Che Guevara's Pope?
Here's what Mullarkey wrote:
Something in me gave way at the sight of an exultant image of Che Guevara overseeing the altar in Plaza de la Revolución, the approved site of the recent papal Mass in Havana. A sadistic, murderous thug looked down on attendees in an obscene burlesque of Christ Pantocrator. Under the gaze of a butcher and amid symbols of the regime, Jorge Bergolio joined his fellow Argentine in service to the calamitous Cuban revolution. The entire spectacle played like a farcical inversion of John Paul II’s presence in Warsaw’s Victory Square, in 1979, and in stark contrast to the message he brought to Cuba in 1998.[Disclaimer: Rules 7-9]
What collapsed was any lingering sense of obligatory constraint. Gone is the time for courtesy extended to an occupant of the papacy despite his hubris and ruinous impulses. Out the window is dutiful tolerance for this man’s accusatory or incendiary language. Politesse has run its course. Historian Roberto de Mattei, writing on the wound to marriage delivered by Francis’ recent motu proprio (a personal mandate) ends his analysis with this: “Silence is no longer possible.”

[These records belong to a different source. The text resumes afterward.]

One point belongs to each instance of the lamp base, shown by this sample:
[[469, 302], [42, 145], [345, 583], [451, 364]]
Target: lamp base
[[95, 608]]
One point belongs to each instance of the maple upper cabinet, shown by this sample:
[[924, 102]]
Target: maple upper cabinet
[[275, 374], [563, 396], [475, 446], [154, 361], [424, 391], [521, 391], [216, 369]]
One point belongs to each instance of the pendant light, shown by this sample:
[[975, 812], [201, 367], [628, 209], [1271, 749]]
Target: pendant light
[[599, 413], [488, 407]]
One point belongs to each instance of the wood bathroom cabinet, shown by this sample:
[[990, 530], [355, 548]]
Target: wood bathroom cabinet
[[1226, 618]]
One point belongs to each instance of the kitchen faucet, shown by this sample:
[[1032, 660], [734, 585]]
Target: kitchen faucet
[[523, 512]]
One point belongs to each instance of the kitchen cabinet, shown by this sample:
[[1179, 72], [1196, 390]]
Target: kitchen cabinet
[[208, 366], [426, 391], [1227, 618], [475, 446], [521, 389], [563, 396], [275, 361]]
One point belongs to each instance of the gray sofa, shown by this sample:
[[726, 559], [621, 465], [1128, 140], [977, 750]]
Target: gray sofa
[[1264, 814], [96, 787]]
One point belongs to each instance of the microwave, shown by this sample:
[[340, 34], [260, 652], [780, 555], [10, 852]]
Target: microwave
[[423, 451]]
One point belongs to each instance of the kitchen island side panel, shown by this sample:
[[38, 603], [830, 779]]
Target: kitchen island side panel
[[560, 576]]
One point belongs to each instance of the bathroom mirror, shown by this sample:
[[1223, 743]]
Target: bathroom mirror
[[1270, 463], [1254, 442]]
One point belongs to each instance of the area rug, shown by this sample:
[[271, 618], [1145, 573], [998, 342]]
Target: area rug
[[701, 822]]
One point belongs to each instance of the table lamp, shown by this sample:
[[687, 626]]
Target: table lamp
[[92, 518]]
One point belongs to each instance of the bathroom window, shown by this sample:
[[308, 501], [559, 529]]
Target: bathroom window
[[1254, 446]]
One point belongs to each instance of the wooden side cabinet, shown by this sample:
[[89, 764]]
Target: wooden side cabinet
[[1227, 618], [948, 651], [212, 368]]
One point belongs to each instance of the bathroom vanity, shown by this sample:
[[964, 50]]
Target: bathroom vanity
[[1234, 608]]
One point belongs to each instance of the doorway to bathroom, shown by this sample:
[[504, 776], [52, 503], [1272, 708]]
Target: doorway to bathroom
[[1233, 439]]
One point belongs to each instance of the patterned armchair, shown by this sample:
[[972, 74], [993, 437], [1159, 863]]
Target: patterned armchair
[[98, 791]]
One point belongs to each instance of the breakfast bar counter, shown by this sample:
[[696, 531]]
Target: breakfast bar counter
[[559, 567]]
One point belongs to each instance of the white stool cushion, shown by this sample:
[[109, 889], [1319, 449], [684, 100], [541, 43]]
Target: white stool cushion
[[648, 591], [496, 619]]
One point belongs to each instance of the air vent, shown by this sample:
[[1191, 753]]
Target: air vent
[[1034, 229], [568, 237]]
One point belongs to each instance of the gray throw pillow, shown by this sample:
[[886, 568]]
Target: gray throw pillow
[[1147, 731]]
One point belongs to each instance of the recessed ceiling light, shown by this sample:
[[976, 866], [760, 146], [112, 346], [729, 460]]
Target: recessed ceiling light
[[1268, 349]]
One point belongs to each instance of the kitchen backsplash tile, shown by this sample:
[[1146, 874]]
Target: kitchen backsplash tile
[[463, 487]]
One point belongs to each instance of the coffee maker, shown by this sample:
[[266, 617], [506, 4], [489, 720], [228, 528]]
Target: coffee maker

... It takes little sophistication to realize that the intentions by which people understand themselves to be motivated are often not the ones that really drive them to speak and act as they do. However incoherent Francis’ logic on issues from economics to munitions, his stridency makes clear his antipathy toward the developed world. In this, he is a commonplace Leftist ideologue intent on finding ever-new sources of incrimination in the works of the West.